Et au pire on se mariera
de Sophie Bienvenu

critiqué par Libris québécis, le 11 mai 2012
(Montréal - 82 ans)


La note:  étoiles
Ado cherche père désespérément
Quand une élève demande tout naturellement à son enseignant d’aller se rincer la bouche parce qu’elle vient de faire une fellation dans le portique de l’église voisine immédiate de l’école Pierre-Dupuy du quartier Hochelaga de Montréal, il comprend aisément le désarroi des adolescents assis devant lui. L’anecdote, véridique, donne l’atmosphère dans laquelle a baigné Aïcha Saint-Pierre qui, certes, fréquente cette école parce qu’elle habite le centre-sud mal famé avec une mère vivant au rythme d’amants, tel Hakim, sans qu’elle leur donne le temps de prendre racine.

Pourtant la petite héroïne adorait ce dernier. Collée sur lui en bobette (sous-vêtement), elle a fait rejouer Scarface ad nauseam parce que ça meurt pas mal dans ce film-là. Elle n’ambitionne pas d’être le chef de quoi que ce soit comme le petit truand Tony Montana. Elle aspire tout simplement à être aimée par un homme adulte. De sa tête fuckée (perturbée) émergent tous les moyens possibles pour attirer l’attention de ceux qui auraient l’âge de son père, évincé dès sa naissance. Quête filiale tellement intense qu’elle se mue en quête amoureuse pour son plus grand malheur. L’auteure ne remonte malheureusement pas à l’amont de sa chute abyssale.

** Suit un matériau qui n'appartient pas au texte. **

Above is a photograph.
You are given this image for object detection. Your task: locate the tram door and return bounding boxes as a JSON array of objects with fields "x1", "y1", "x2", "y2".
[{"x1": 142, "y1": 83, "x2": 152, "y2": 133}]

Quoi qu’il en soit, Aïcha est une adolescente en crisse (révoltée), qui porte, comme un poids, l’absence paternelle. Et pourtant, sa génitrice est une femme responsable même si elle l’accuse d’occuper son temps à « piou-piouter » au téléphone. Partagée entre son métier d’infirmière et la maison, elle protège Aïcha du mieux qu’elle peut, voire en chassant Hakim, qui se serait comporté en pédophile. Son départ engendre une haine incommensurable envers une mère, qui la prive d’avoir au moins un père de substitution. Elle se rabat alors sur Sébastien, âgé du double de son âge. Par empathie pour elle, Bas, comme elle le surnomme, accepte qu’elle vienne à son appartement. Il n’entretient pas à son égard une flamme qui ne demande qu’à consumer le fruit défendu. Il l’invite plutôt à fréquenter les gens de son âge. Comme elle ne compte que deux amis travestis pour satisfaire la déviance des bien-pensants, elle s’accroche désespérément à cet homme, déjà engagé dans une relation. Il n’en faut pas plus pour que sa haine s’accroisse dangereusement pour tous et chacun. En résumé, il y a une pointe de Bovary là-dessous. C’est la tragédie de l'amour interdit.

Le récit de ce dérèglement risque d’en choquer plusieurs. Le langage vernaculaire utilisé pour coller à la réalité du centre-ville révoltera ceux qui ne peuvent voir le monde que sous sa couche de vernis. Se sentent-ils mal à l’aise quand on aborde la sexualité chez les enfants et les adolescents ? Il faut dire que l’approche trash ne favorise pas les rapprochements avec ce lectorat. En décrivant aussi crûment une réalité que beaucoup de Montréalais ne soupçonnent même pas s’ils ne fréquentent le centre-ville que pour les spectacles, l’auteure risquait autant qu’une flambeuse, surtout en misant sur une narration au je d’une confession à un inconnu qui n’intervient que du regard. Mais le ton sauve la game (le pari).

Le roman, qui manque d’achèvement, saura séduire par contre les habitués de cet univers. Sophie Bienvenu lance, en fait, un cri de désespoir pour souligner les problèmes criants vécus au sein de cette population, à laquelle d’ailleurs les auteurs commencent à s’intéresser. Bref, cette jeune auteure française installée au Québec a vite fait de connaître la poutine [frites, sauce brune et fromage en crottes (grains)]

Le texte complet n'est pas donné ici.